The god was closely connected to the pumpkin, as we can read from the Priapeia:
“… I am invoked as the wooden guardian of pumpkins…”
And again, the memory of the pumpkin as a fruit linked to fertility rituals is found in many Latin authors who associate it with childbirth and pregnancy:
“…intertwined cucumber, and pregnant pumpkin creeps…”
or again in Propertius who writes,
“…blue cucumbers and swollen pumpkins in their belly…”

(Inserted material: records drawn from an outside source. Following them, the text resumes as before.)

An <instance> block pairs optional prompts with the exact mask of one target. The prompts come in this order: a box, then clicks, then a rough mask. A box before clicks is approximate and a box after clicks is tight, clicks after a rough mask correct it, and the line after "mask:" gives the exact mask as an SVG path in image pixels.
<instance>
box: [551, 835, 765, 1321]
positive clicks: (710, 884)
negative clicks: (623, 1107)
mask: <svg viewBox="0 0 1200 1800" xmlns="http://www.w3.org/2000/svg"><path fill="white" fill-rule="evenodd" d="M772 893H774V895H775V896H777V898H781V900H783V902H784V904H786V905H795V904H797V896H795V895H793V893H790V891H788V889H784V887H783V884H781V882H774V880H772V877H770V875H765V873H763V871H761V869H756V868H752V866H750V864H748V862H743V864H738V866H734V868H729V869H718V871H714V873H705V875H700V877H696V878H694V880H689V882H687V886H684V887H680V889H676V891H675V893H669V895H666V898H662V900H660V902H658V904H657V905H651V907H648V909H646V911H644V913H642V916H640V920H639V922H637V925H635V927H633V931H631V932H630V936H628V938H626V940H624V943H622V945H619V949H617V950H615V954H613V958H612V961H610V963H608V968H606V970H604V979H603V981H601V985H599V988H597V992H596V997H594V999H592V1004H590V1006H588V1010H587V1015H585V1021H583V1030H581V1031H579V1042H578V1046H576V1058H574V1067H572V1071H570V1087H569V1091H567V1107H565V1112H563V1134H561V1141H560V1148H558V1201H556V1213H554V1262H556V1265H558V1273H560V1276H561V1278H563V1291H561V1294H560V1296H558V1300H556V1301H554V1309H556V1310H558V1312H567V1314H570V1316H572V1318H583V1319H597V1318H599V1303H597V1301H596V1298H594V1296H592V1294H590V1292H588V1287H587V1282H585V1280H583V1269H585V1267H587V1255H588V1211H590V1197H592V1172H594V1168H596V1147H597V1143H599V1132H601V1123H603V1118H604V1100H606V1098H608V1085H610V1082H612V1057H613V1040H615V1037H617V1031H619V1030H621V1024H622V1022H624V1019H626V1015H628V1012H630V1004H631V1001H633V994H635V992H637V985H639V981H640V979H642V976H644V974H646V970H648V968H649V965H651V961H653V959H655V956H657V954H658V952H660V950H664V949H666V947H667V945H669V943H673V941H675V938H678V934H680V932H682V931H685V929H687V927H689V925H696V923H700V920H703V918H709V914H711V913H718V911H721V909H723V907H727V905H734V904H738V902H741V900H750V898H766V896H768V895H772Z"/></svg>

Thus, the pumpkin is a phallic symbol, but at the same time, it is “mother,” carrying in its fruitful belly the seeds. Like women and the goddess, it ensures life for its species and sustenance for men. When the Great Mother enters her period of “hibernation,” the pumpkin can assume another meaning—the fire generated in the goddess’s womb keeps her sacred splendor alive. Therefore, if the doubt about its Anglo-Saxon origin lingers, it is enough to go to Bormio or Lomellina to find among the farmers the custom of leaving a pumpkin and a lit fire on their gardens or windowsills. There are still many traditions that we could list, numerous beliefs and superstitions, but fundamentally, one common idea prevails: in the flickering flames of candles and pumpkin lanterns, the smile of a goddess who has always, although hidden, followed humans on their journey.